Dalam kehidupan yang kian padat dengan tuntutan, sering kali manusia terjebak dalam arus kesibukan yang tak berujung. Pekerjaan, target, kewajiban sosial, bahkan tekanan dari diri sendiri membuat langkah terasa berat, pikiran penuh sesak, dan hati kian lelah. 

Di titik inilah, tetirah—sebuah kata Jawa yang berarti berhenti sejenak untuk beristirahat dan memulihkan diri—menjadi relevan dan penting. 

Tetirah bukan sekadar liburan, melainkan sebuah jeda yang disadari, di mana seseorang sengaja melepaskan diri dari rutinitas harian, kembali pada keheningan, dan menyelami ulang makna hidup. Dalam tetirah, jiwa yang penat diberi ruang untuk bernapas, tubuh yang lelah diberi kesempatan untuk pulih, dan pikiran yang kusut diluruskan dengan keheningan. 

Saat seseorang melakukan tetirah, ia sesungguhnya sedang merawat dirinya sendiri, seperti seorang petani yang memberi waktu bagi tanah untuk kembali subur setelah lelah ditanami. Dari tetirah, lahirlah energi baru, kejernihan pikiran, dan semangat untuk kembali menempuh perjalanan. 

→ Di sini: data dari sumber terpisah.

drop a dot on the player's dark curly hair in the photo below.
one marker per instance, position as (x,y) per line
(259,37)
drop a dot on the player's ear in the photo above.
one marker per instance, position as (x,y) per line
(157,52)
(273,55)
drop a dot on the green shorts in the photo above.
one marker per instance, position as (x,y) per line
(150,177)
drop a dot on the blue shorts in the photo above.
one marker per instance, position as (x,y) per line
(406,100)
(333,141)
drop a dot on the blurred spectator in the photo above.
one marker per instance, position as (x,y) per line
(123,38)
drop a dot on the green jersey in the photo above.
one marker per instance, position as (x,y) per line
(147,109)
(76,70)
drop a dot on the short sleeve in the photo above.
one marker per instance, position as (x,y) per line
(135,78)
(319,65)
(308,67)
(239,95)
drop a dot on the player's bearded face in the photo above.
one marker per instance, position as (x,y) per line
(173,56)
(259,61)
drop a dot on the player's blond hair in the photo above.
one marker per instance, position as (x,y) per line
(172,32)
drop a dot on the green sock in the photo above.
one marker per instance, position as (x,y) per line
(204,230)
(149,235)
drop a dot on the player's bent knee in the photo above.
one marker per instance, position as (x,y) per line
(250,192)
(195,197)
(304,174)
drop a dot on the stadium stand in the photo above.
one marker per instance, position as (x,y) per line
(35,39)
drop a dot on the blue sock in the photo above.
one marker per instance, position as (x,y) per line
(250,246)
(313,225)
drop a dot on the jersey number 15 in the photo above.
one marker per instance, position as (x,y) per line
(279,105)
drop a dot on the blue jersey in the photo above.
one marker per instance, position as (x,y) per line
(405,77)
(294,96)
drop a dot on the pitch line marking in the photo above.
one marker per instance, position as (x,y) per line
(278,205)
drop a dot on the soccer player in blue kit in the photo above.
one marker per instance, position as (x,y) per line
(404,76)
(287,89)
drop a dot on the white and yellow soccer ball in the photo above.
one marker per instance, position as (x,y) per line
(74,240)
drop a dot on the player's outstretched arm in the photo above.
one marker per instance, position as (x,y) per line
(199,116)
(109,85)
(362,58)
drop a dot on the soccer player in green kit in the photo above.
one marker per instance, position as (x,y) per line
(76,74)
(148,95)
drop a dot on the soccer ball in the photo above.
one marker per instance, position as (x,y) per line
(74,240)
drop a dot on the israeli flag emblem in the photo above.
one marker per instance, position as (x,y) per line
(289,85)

Manusia bukan mesin yang bisa bekerja tanpa henti. Ia adalah makhluk dengan hati, rasa, dan batin yang juga membutuhkan kehangatan jeda. Dan dalam jeda itulah, kita menemukan kembali siapa diri kita sebenarnya.

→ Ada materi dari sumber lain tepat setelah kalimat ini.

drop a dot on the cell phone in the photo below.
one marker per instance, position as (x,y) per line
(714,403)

Dalam jeda, kita menemukan kesadaran bahwa hidup bukan semata tentang mengejar, tetapi juga tentang merasakan; bukan hanya tentang berlari, tetapi juga tentang berhenti dengan penuh makna. Kesadaran itu tumbuh ketika kita memahami bahwa diri ini bukan ditentukan oleh pencapaian semata, melainkan oleh sejauh mana kita mengenali diri kita sendiri. 

Dari jeda lahirlah pengertian, dari pengertian lahirlah penerimaan, dan dari penerimaan itulah tumbuh keberanian untuk melangkah kembali dengan tenang. Maka, jeda bukanlah kelemahan, melainkan kekuatan yang halus—sebuah momen ketika manusia menemukan kembali siapa dirinya sebenarnya, dan itulah inti dari kesadaran sejati.